NEW YORK — Salma Hayek will be the new face of color cosmetics and fragrances at Avon Products Inc., beginning in the third quarter.

That development came Tuesday, as Avon reported it had delivered a 35.4 percent gain in its fourth-quarter earnings, boosted by a surge in beauty sales, ongoing strength in international operations and favorable foreign exchange rates.

Andrea Jung, Avon’s chairman and chief executive officer, said Hayek’s participation will be a key component in Avon’s overall strategy of renewing what she calls “our flagship category” of color and fragrance.

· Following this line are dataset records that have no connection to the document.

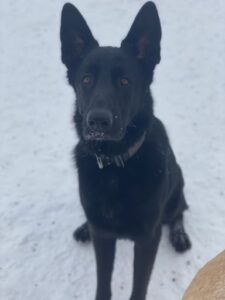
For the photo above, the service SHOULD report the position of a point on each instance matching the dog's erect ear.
(143, 39)
(76, 37)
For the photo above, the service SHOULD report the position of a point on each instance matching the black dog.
(130, 183)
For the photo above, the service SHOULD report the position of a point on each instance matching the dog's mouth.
(102, 136)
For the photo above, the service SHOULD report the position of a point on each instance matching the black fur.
(114, 108)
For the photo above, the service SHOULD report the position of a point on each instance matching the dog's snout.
(99, 120)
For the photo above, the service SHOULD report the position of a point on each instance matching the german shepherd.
(130, 183)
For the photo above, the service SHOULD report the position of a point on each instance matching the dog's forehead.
(107, 57)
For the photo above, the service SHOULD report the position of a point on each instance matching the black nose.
(99, 120)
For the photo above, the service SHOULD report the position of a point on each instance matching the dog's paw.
(81, 234)
(180, 241)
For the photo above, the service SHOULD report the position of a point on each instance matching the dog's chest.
(119, 201)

Jung said that Avon will apply the same level of commitment in innovation and investment that had been put into the skin care business, which chalked up a 33 percent sales increase last quarter. Avon has been a pacesetter in the skin care category during the past decade, beginning with Anew in 1992. The three categories — color, treatment and fragrance — do roughly $1 billion in sales, each.

A new push will be made behind Avon Color in the second half and a new fragrance strategy will be revealed, she said.

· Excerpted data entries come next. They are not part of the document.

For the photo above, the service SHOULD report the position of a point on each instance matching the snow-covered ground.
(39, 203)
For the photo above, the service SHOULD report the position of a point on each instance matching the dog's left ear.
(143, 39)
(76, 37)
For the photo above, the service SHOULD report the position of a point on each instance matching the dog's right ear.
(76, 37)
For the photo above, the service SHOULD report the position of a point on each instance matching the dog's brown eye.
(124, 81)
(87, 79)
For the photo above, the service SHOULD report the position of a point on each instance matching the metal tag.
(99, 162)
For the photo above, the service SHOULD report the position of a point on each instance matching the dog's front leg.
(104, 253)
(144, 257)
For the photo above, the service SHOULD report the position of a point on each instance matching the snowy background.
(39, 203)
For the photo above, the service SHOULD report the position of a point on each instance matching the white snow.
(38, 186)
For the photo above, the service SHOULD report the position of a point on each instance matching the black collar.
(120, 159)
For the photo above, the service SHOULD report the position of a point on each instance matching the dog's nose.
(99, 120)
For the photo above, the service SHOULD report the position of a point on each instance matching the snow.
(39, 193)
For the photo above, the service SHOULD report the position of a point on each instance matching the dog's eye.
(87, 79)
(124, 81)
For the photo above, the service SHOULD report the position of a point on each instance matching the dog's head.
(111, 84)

The length of Hayek’s contract is two years with an option to renew in the third. It calls for her to participate in advertising and promotion of cosmetics and fragrance on a global basis. “She is originally Mexican, but her appeal transcends all demographics,” Jung said, adding that Hayek is “an ideal spokeswoman” for women generally and women of all ethnic backgrounds, a key consideration for a global company.

Jung added that Hayek also will be involved in the work of Avon’s foundation, which will put more attention on the problem of domestic violence, one of the top concerns of women.

Meanwhile, the financial results beat Wall Street’s expectations, pushing shares of Avon’s stock up $3.31, or 5.35 percent, from the prior close to $65.31 on the New York Stock Exchange.

Reflecting its confidence in its long-term growth perspectives, Avon also revealed a 33 percent increase in the dividend and a proposal for a 2-for-1 stock split. The new annual dividend will be $1.12, up from 84 cents. The proposed stock split will be the third 2-for-1 split since 1996. Previous splits occurred in August 1998 and May 1996.For the three months ended Dec. 31, the beauty company reported earnings that rose to $261.3 million, or $1.09 a diluted share, from $193 million, or 80 cents per share, in the same period last year. Earnings exceeded earlier guidance of $1.03 to $1.04 a share. Results were also 5 cents ahead of average analysts’ forecasts.

Sales for the quarter climbed 13.8 percent to $2.11 billion from $1.85 billion in the year-ago period. Excluding the impact of foreign exchange, sales rose 9 percent.

“So we’ve got a great year behind us. I think we’ve got a great year ahead of us and plenty of momentum to carry us through,” said Andrea Jung, Avon’s chairman and chief executive, in a morning conference call. “I stay very committed to the fact that we have a continuing standout growth story here at Avon in term of growth, revenues and profit earnings.”

Driving revenue growth was beauty sales, which were up 18 percent in the quarter, outpacing total revenue growth. Beauty sales continue to make up a larger percentage of the firm’s revenue portfolio, accounting for 63 percent of overall sales.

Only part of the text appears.